Schools have to publish their own information; this is sometimes called a School Offer.
School Offers must be linked to from Local Offers and should include:
- a SEN information report – this is detailed information about the school’s arrangements for identifying, assessing and making provision for pupils with SEN
- the school’s arrangements for the admission of disabled children
- the steps taken to make sure disabled children aren’t treated less favourably compared to other non-disabled children
- the school’s accessibility plan (a document explaining how the school plans to increase access for students with SEND).
Your Local Offer will be on, or linked to from, the website of your local authority. If you type the name of your local authority and the words ‘Local Offer’ into a search engine it will usually find the website.
If you’re not sure who your local authority is, you can find out here: www.gov.uk/find-local-council.
A good Local Offer will also give you information about services that you can access outside of your local authority. This might include, for example, information about a special school for deaf children that’s nearby.
The Department for Education has said that local authorities must involve children and young people (with different types of SEND) and their families in developing and improving their Local Offer.
There are lots of ways you can help improve your Local Offer.
Send your comments to your local authority
Local authorities must allow people to send in comments or complaints about their Local Offers. Most local authorities allow people to do this online, but you can also contact them and ask how you can share your feedback.
At least once a year, local authorities have to publish all the comments they received about their Local Offer. They also have to respond to the comments and explain what they’re going to do about them.
If a local authority receives several similar comments on the same issue they may decide to respond to them collectively. All comments must be published anonymously.
Get involved in local inspections
Since May 2016, Ofsted and the Care Quality Commission (CQC) have been inspecting local area support for children and young people aged 0–25 with SEND. They’ll be looking at how well children’s needs are being identified and met. After each inspection, Ofsted and the CQC will publish a short report with their findings.
During each inspection, Ofsted and CQC will ask for feedback from local parents.

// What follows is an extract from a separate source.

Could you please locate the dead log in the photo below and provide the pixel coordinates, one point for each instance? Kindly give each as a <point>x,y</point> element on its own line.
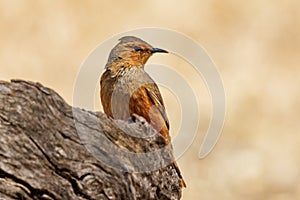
<point>50,150</point>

For more information about these inspections and how you can get involved, read Help Improve Support for Deaf Children in Your Area.
Join a parent/carer forum
Most local authorities will have a group that contributes to local consultations on services for children with SEND. The National Network of Parent Carer Forums will have details of your local group.
Discuss it at your local Children’s Hearing Services Working Group (CHSWG)
CHSWGs are forums where parents and professionals discuss local services for deaf children together.
Discuss it with your local deaf children's society
Local deaf children's societies often try to influence local services. Contact your local group and find out if they’re working to improve the Local Offer.
Encourage your child to get involved
Your child may have the opportunity to join a young person’s forum or consultation – your Local Offer should give details.
I’m still not happy with my Local Offer. What can I do?
If you’re unhappy with the local authority’s response to your feedback on the Local Offer or if the Local Offer in your area is poor, you can take the following action.
- Make a formal complaint to the local authority – details about how to do this will be on their website.
- Write to your local councillor (find out who your local councillor is at www.writetothem.org.uk).
- Write to your MP and ask them to raise the issue with the local authority (find out who your MP is at www.writetothem.org.uk).
- Ask the Local Government and Social Care Ombudsman to consider if the local authority has followed the law. You can usually only do this after you’ve complained to the local authority.
- As a last resort, if the local authority has failed to meet their legal requirements, then you could consider initiating legal action against them. Contact our Freephone Helpline for further information and advice on this option.